Getting the ball into the net, thought, will require some patience.

“Obviously we want to score goals,” Ratcliffe said. “But we need to work together as a team and build chemistry, and that’s going to take time.”

Aside from the forwards, Harrington said the team’s midfielders such as Veronica Boquete, Taylor Lytle and Mallory Weber are attacking minded. Weber won’t play against Houston due to an injury.

Kelley O’Hara is also injured, and Desiree Scott will miss Tuesday’s game to attend to a personal matter. But the team’s mentality is next woman up.

“I think we’ve done a good job of managing our players and really understanding our roles,” Ratcliffe said. “And I think the people that are going to go in for the players that are out, the level’s not going to drop.”

NWSL augments national anthem policy

After the league endured some controversy over which players stood or knelt during the national anthem before Saturday’s two games, it tweaked its policy Monday.

The national anthem will still be played, but players now have the option of being on the field or staying inside the locker room during the song.

“The NWSL stands behind every player, official and staff member,” NWSL Commissioner Lisa Baird said in a statement. “Kneel on the field. Stand with your hand over your heart. Honor your feelings in the privacy of the locker room or at midfield. The NWSL is a league that was built on diversity and courage and those principles will continue to drive us forward.”
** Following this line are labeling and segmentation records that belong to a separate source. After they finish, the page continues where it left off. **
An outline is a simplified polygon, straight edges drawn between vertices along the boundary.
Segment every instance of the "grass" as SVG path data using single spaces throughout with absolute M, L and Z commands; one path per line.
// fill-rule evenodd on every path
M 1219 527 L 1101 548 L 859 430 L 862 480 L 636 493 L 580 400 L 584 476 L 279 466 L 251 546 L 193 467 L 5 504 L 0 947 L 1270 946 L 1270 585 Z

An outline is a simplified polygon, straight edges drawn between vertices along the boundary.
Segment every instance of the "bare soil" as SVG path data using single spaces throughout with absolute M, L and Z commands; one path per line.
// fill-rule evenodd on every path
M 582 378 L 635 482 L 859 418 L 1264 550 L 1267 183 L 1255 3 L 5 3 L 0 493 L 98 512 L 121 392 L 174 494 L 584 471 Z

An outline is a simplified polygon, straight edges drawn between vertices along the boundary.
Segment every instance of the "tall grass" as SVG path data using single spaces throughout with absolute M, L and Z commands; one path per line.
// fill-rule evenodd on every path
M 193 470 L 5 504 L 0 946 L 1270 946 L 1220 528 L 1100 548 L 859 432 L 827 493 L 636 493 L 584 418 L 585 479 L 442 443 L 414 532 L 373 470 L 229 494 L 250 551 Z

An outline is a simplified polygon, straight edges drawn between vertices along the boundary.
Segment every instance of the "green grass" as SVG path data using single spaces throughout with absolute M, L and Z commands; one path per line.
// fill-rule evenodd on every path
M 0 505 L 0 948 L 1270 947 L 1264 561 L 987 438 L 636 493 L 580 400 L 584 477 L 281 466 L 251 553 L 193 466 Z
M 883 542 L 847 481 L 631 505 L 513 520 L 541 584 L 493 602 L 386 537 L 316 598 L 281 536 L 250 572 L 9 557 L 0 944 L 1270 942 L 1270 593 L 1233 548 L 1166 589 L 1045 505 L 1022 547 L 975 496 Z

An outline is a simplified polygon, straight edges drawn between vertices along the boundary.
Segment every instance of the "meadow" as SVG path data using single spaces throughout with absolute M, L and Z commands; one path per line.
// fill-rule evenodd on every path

Rodriguez told The Salt Lake Tribune on Sunday that the team was set to have a meeting about what message it wanted to send during the anthem on Tuesday. Elizabeth Ball, who came to Utah via the trade that sent Becky Sauerbrunn to Portland, said before the league’s announcement that she expected the team to be “united.”

“As a team everybody is extremely supportive of each other,” Ball said. “On game day, we’ll see what happens, but we are a united group. Kneeling is important to me and it’s important to a lot of the people on this team.”